Focusing is achieved by the method of triangulation of the two images, one from the viewfinder window and one from the rangefinder window the back of the lens moving backwards and forwards by its' focus helicoid, which can just bee seen protruding from the bottom of the lens in figure 3, engaging with the cam arm on the rangefinder mechanism and seen in figure 2 which can itself also just be seen protruding from inside of the top of the lens mount of the camera in figure 1.
There is one last point to explore which is bright lines. The camera will project into the viewfinder a set of bright lines corresponding to the focal length of the lens you have got attached to the front of the camera to show you the field of view of that lens. These are are illustrate for the Zeiss Ikon below in figure 5 and an example view is shown above in figure 4 for a 35mm lens. The opaque middle window on camera body, see figure 1, is used to illuminate these bright lines in the viewfinder, see also the light path for this in figure 7.
OK, we finally get to discussing the topic in hand EBL, well almost. We actually must start with BL which is base length i.e. the distance between the rangefinder and the viewfinder windows. The longer this distance is the more accurate your rangefinder will be, all else being equal.
There is, however one other factor to be taken into account and that is the magnification provided by your viewfinder. In general, the higher the magnification of your viewfinder the more acute your vision is going to be when matching the two images in the rangefinder patch and the better your chances of achieving critical focus. Hence we talk, at last, about EBL i.e. effective base length which is defined as BL x VM or base line x viewfinder magnification.

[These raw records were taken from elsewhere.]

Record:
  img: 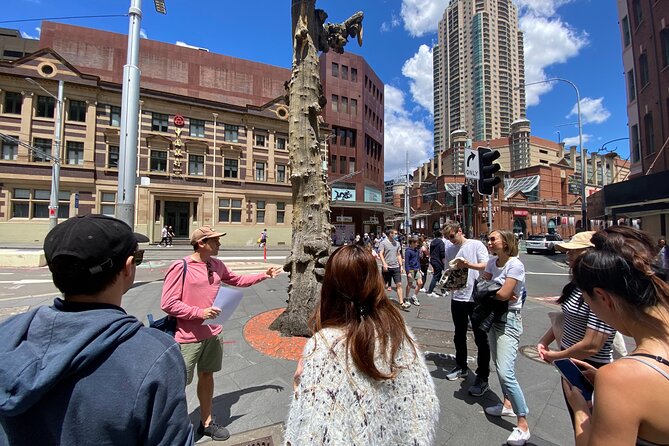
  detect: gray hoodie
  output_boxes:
[0,299,193,445]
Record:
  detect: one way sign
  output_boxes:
[465,148,480,180]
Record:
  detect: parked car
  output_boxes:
[525,234,562,254]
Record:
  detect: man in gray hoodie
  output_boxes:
[0,215,193,446]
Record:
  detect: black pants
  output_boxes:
[451,299,490,381]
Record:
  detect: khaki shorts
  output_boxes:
[179,332,223,385]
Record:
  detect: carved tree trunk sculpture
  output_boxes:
[270,0,331,336]
[270,0,363,336]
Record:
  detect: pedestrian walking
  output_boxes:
[443,222,490,396]
[158,225,169,246]
[481,230,530,446]
[0,214,193,446]
[537,231,616,427]
[562,226,669,446]
[160,226,281,440]
[284,245,439,446]
[404,237,423,306]
[379,229,411,310]
[427,230,446,298]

Thus the higher your EBL the better yes? Well yes but it is a compromise. You can build a rangefinder with a very short BL but a very high VM or one of a long BL and more moderate VM which attain a similar degree of practical accuracy but there are consequences. These are all about what you can see in the viewfinder with which lenses. Oh, by the way a very high VM would be 1.5x and there on downwards with a very low one being typically around 0.52x.
Some examples. If you take the Leica M3 of the 1950's that the Leicaphiles still rave over as the most accurate RF camera ever made. It had a BL of 68.5mm and a VM of 9.1x for an EBL of 62.3mm. Here comes the but; but the widest bright frame it could accommodate was for a 50mm lens thereafter it had frames for 90mm and 135mm; 35mm could only be achieved with a special lens which had "spectacles" attached to it which covered both the range finder and viewfinder windows to change the finder magnification, otherwise there were no finders for other 35mm nor any 28mm lenses.

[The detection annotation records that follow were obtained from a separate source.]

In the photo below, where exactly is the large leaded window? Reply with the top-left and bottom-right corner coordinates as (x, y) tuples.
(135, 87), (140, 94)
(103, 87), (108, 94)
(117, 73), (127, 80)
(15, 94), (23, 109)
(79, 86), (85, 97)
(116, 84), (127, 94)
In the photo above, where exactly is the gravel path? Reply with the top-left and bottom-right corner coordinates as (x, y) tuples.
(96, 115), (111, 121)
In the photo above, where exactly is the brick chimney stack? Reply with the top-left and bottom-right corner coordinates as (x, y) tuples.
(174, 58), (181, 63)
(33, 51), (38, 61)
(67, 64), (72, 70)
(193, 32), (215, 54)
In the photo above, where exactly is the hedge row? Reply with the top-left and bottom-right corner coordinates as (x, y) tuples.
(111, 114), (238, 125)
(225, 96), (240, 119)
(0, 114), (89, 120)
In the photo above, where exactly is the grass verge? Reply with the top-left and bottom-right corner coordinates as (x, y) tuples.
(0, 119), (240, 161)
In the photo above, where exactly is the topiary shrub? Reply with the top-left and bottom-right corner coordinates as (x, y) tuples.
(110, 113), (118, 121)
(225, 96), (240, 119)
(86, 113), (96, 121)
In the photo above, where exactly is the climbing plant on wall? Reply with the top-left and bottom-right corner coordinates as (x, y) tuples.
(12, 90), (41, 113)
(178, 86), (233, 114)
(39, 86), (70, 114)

The Leica M7 had an 0.72x viewfinder with frame lines for 28/35/50/75/90/135 lenses with a BL of 69.25mm and EBL of 49.86mm. However, the 28mm frame lines are too hard to see, especially is you wear spectacles and long lenses like the 135mm and fast lenses like 50mm f1.1 are hard to focus accurately. So there are two alternative versions of the M7 offered, one with a 0.58x viewfinder with frame lines for 28/35/50/75/90 lenses and one with a 0.85x viewfinder with frame lines for 35/50/75/90/135 lenses, which speaks volumes about the limitations of the design.

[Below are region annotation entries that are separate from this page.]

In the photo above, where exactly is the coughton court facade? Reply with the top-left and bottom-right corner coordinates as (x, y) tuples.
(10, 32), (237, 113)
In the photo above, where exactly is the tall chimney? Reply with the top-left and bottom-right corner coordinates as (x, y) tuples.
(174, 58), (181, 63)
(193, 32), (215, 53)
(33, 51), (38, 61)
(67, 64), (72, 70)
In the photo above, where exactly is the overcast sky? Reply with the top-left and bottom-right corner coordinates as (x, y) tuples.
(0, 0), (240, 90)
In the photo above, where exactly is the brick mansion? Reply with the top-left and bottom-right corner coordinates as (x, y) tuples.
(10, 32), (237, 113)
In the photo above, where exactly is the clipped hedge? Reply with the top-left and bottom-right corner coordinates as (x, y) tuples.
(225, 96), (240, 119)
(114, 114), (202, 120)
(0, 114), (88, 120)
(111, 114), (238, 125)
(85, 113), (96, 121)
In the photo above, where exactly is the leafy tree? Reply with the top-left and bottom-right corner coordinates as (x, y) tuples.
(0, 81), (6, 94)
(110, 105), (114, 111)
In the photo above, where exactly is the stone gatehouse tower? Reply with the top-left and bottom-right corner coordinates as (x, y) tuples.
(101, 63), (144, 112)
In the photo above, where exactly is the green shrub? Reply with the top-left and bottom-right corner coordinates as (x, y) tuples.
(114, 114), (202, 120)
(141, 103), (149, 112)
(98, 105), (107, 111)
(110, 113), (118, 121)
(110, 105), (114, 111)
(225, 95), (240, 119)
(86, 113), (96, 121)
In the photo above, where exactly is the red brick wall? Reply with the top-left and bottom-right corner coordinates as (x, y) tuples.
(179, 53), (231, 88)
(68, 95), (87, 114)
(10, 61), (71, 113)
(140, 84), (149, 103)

The Zeiss Ikon had a BL of 75mm with a VM of 0.74x. giving an EBL of 55.5mm with a big, bright viewfinder with long eye relief (see figure 6) and bright frame lines for 28/35/50/85 lenses. It was and still is for that matter fully capable of allowing all the frames to be easily viewed and all lenses in the frame range to be easily focused aided in no small part by its' EBL and by its' class leading (even to this day) large and super bright viewfinder.
In the end EBL is important but so are a number of other factors when it comes to ranger finder performance such as the aforementioned viewfinder size and brightness, the size and clarity of its' RF patch, its susceptibility to going out of alignment, the quality of its engineering and construction, plus the proper adjustment of individual lenses to individual camera bodies - especially in older classical models.
Blimey, I set out to write a simple article on a simple concept i.e. EBL = BL x VM and ended up writing a monograph as it underpins quite complex design and precision engineering criteria. Phew.